Learn the basics
Chess is a game between two armies — White and Black. You win by trapping the enemy king so it cannot escape. That is called checkmate. Let's start with how everything works.
The board
The board is 8×8. Columns are called files (labelled a–h) and rows are called ranks (1–8). Each player starts with 16 pieces. White always moves first.
Pick a piece — the board lights up every square it can move to.
Pawn
Moves forward one square (or two on its first move).
Pawns only move straight forward, never backward. From their starting row they may step one OR two squares. They capture differently — one square diagonally forward.

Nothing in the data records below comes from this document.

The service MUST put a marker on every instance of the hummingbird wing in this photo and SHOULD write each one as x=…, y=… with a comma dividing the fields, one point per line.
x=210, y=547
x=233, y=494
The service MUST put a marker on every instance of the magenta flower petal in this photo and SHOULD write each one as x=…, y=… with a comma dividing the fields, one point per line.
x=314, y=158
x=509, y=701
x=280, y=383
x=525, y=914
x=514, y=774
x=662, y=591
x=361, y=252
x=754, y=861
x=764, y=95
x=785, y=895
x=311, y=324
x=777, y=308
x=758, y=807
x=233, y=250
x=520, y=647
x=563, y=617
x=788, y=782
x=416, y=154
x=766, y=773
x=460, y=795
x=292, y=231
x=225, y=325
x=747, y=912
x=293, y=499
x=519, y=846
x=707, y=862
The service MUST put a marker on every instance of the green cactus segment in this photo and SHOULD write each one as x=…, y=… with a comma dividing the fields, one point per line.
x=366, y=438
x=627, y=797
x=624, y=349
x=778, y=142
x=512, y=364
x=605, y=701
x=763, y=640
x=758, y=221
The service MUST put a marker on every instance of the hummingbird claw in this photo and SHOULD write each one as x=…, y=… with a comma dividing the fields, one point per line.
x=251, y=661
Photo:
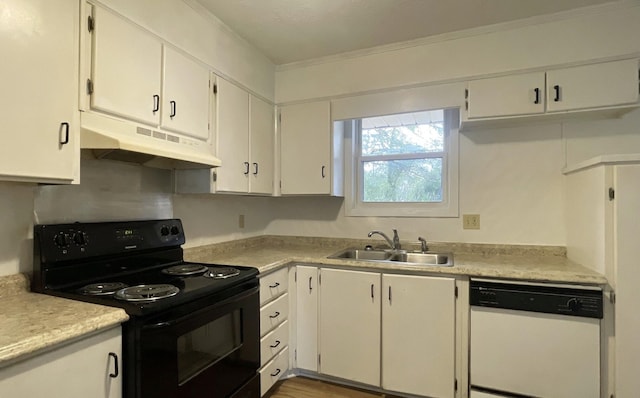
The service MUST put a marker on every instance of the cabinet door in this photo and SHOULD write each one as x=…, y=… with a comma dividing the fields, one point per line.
x=125, y=69
x=307, y=318
x=261, y=150
x=506, y=96
x=232, y=137
x=79, y=370
x=592, y=86
x=350, y=325
x=305, y=148
x=418, y=335
x=185, y=99
x=39, y=90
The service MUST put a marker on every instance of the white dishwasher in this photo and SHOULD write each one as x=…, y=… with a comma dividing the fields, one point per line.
x=534, y=340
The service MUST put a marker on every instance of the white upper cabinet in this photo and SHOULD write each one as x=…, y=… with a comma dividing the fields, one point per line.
x=232, y=137
x=306, y=149
x=39, y=80
x=185, y=99
x=506, y=96
x=126, y=69
x=134, y=75
x=592, y=86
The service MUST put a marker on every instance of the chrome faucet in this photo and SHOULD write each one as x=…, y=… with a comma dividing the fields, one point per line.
x=423, y=244
x=395, y=243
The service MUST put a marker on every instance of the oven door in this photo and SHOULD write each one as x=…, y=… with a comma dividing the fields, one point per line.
x=206, y=349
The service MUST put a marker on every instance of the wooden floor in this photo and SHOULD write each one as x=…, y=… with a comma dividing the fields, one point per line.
x=302, y=387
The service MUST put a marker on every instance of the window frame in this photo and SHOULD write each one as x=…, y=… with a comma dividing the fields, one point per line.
x=354, y=182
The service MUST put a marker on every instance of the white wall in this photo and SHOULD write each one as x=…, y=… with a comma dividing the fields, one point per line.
x=188, y=26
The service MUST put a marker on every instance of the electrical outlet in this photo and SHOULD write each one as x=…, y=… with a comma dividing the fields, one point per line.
x=241, y=221
x=471, y=221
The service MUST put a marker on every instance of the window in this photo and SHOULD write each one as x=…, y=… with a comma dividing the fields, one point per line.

Green dots mark every square the pawn can move to from here.
A few special moves
Castling
A one-time move that tucks your king to safety and activates a rook. The king slides two squares toward a rook and the rook hops to the king's other side.
Promotion
If a pawn reaches the far side of the board, it transforms — almost always into a queen, the strongest piece.
En passant
A rare pawn capture: if an enemy pawn rushes two squares to land right beside yours, you may capture it as if it had only moved one.
How a game ends
Check
The king is under attack. You must respond immediately — block it, capture the attacker, or move the king.
Checkmate
The king is in check and has no legal escape. That ends the game — whoever delivers checkmate wins.
Stalemate & draws
If a player has no legal move but is NOT in check, the game is a draw (a tie). Games can also be drawn by agreement or repetition.
Your first game
Three simple ideas to start with: control the center, develop your knights and bishops early, and castle to keep your king safe. You will learn the rest by playing.